RISING RACIAL STRAIN

RISING RACIAL STRAIN
Photo by Nelson A. King

When it comes to political stability and general services, the Caribbean Community nation of Barbados is regarded as not only the best Afro-run country in the world but also one of the most organized societies in the western hemisphere.

But deep beneath the surface of life in this 166-square-mile country that is commonly referred to as little Britain, runs the problem of growing racial tensions between blacks and the country’s tiny but economically dominant white local class. Blacks comprise about 90 percent of the population of more than 350,000 and when it comes to living standards ratings, Barbados is ranked at 53, a remarkable placing for a country with little natural resources.

Many Afro Bajans say the whites who had enjoyed all the privileges dating back to the British colonial era of more than 400 years ago, argue that nothing has changed for them and they are still at the bottom of the economic and social ladder despite the fact that Afro leaders and political parties have run the country for the past 50 years since the island achieved independence back in 1966.

But as it prepares for massive jubilee celebrations in November, some of the more militant Afro Bajans are raising the race issue and reviewing the state of play 50 years after the island pulled down the Union Jack and hoisted its own national flag.

“The Barbados society in its current structure is not sustainable. There is, in Barbados, a division of labor which says that the black community will occupy and control the politics and the white elite will control the economy,” University of the West Indies Vice-Chancellor Sir Hilary Beckles said at a public lecture this week.

“All of us as citizens of Barbados have to examine this model and transform it. It has to be transformed in order to fulfill the vision if our ancestors in General Bussa’s time, General Greene and Clement Payne,” he said referring to Barbadian heroes of the past.
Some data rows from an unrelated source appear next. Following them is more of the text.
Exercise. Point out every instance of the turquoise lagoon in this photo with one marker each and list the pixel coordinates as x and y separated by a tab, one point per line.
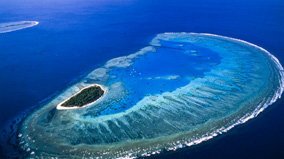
182	89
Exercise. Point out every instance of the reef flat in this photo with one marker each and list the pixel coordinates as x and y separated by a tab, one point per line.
184	88
13	26
85	97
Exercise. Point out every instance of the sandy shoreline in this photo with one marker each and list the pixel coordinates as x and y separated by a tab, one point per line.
60	107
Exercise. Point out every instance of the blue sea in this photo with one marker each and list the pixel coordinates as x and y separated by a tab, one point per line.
74	37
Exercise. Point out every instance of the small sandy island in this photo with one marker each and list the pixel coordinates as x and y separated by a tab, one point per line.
85	97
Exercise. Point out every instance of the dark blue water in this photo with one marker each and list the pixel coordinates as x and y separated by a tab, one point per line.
74	37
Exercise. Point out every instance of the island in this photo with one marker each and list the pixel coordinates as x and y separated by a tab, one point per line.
85	97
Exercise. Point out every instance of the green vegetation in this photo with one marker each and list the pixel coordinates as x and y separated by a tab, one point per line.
87	96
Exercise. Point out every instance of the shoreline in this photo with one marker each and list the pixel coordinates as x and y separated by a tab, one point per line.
60	107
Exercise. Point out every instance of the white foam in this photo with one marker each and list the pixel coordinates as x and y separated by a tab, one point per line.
6	26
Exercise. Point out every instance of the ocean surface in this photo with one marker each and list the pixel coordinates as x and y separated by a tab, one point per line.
75	37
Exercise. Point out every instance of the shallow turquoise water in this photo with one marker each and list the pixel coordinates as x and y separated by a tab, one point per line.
179	91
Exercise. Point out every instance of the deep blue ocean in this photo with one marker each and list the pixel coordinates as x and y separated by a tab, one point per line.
76	36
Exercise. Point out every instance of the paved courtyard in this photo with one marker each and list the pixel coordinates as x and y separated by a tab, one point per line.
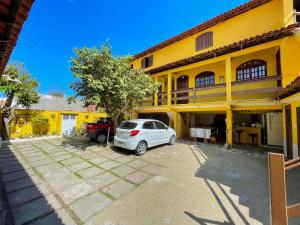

To many blacks in Barbados, such words and observations coming from the mouth of Sir Hilary is significant. After all, Beckles is the man Caribbean trade group governments have chosen to lead the regional effort to make Britain and other European slave trading societies pay blacks millions in reparations for the horrors of the TransAtlantic slave trade.

Beckles has already addressed the British House of Commons and has detailed for them some of the findings of the research by various national reparations commissions about the effects of slavery on Caribbean societies.

In this case, he is turning his attention to his native Barbados where, perhaps more than in any of its regional neighbors, the white gentrified class sits at the top of society. Many of the established white families have over the decades worked to ensure that relatives join both parties so as to be in a position to influence and shape policies that would not affect them and maintain their top ranking status in all aspects of life.

Beckles argues that the “economic white supremacy system” is subversive to democracy” and notes that economic reorganization is highly necessary “because, in my judgment, the young people of this island deserve a more democratic society. They have paid their price in history for democracy and freedom.”

Harking back to the period leading up to 1966, he said that independence leader and late Prime Minister Errol Barrow had ruled out holding a referendum on whether the island should head to independence because of the mindset of black Barbadians at the time.

“The independence movement in Barbados was divided. The white community on the whole did not support independence. Barrow was fearful that the black people were fearful and he knew that if he had placed independence before the people of Barbados in a referendum they would have rooted to stay as a colony. He did not trust the vote for independence and so he said no referendum.”